A deep dive into the per-band algorithm competition system Talivio uses to generate daily seismic risk forecasts across 10 global regions.

Earthquake probability forecasting is one of the hardest problems in applied geophysics. Unlike weather forecasting, seismic systems operate with sparse, noisy catalogs and complex fault interactions. Talivio's approach: treat each magnitude band as an independent binary classification problem, then run an algorithm competition to find the best model for each band.

The Band Architecture

Rather than forecasting a single "will an earthquake happen?" probability, Talivio separates the problem into four distinct magnitude windows:

M 4.0–5.0: Frequent, moderate events — 102 core features, ~3× negative sampling
M 5.0–6.0: Felt events — 118 features, ~5× negative sampling
M 6.0–7.0: Damaging events — 120 features, ~10× negative sampling
M 7.0+: Major/great earthquakes — 125 features, ~20× negative sampling

Each band has a different class imbalance. Large earthquakes are extremely rare, requiring aggressive negative sampling to train a useful classifier.

Algorithm Competition

For each band, five algorithms compete: LightGBM, Random Forest, Gradient Boosting, ExtraTrees, and Calibrated Logistic Regression. After training, each model is evaluated on a held-out test set. The model with the highest ROC-AUC becomes the "champion" for that band.

When a new training run completes, the challenger replaces the champion only if its AUC exceeds the current best. This champion/challenger pattern prevents regression during continuous retraining.

Feature Engineering

The 102-core feature set combines temporal patterns (b-value, Omori law decay, seismicity rate changes over 7/30/90 days), mechanical signals (Coulomb stress, GNSS strain accumulation), and spatial features (fault proximity, depth distribution). Higher bands add wavelet-decomposed frequency features that capture long-period energy buildup invisible to simpler statistical models.

Probability Calibration

Raw classifier outputs are calibrated using Platt scaling (sigmoid calibration) to convert scores to reliable probabilities. A model that outputs 0.15 should, over many events, be correct ~15% of the time. This calibration is essential for honest uncertainty reporting.

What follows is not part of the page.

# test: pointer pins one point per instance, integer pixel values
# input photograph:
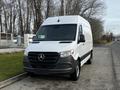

"A forecast that admits uncertainty is more useful than one that claims false precision." — The core principle behind Talivio's calibrated outputs.

Daily validation against USGS event catalogs marks each forecast as hit or miss, feeding back into the retraining pipeline. Over time, the champion/challenger system adapts to shifting seismic patterns — crucial in regions like Kahramanmaraş where the post-2023 stress field changed dramatically.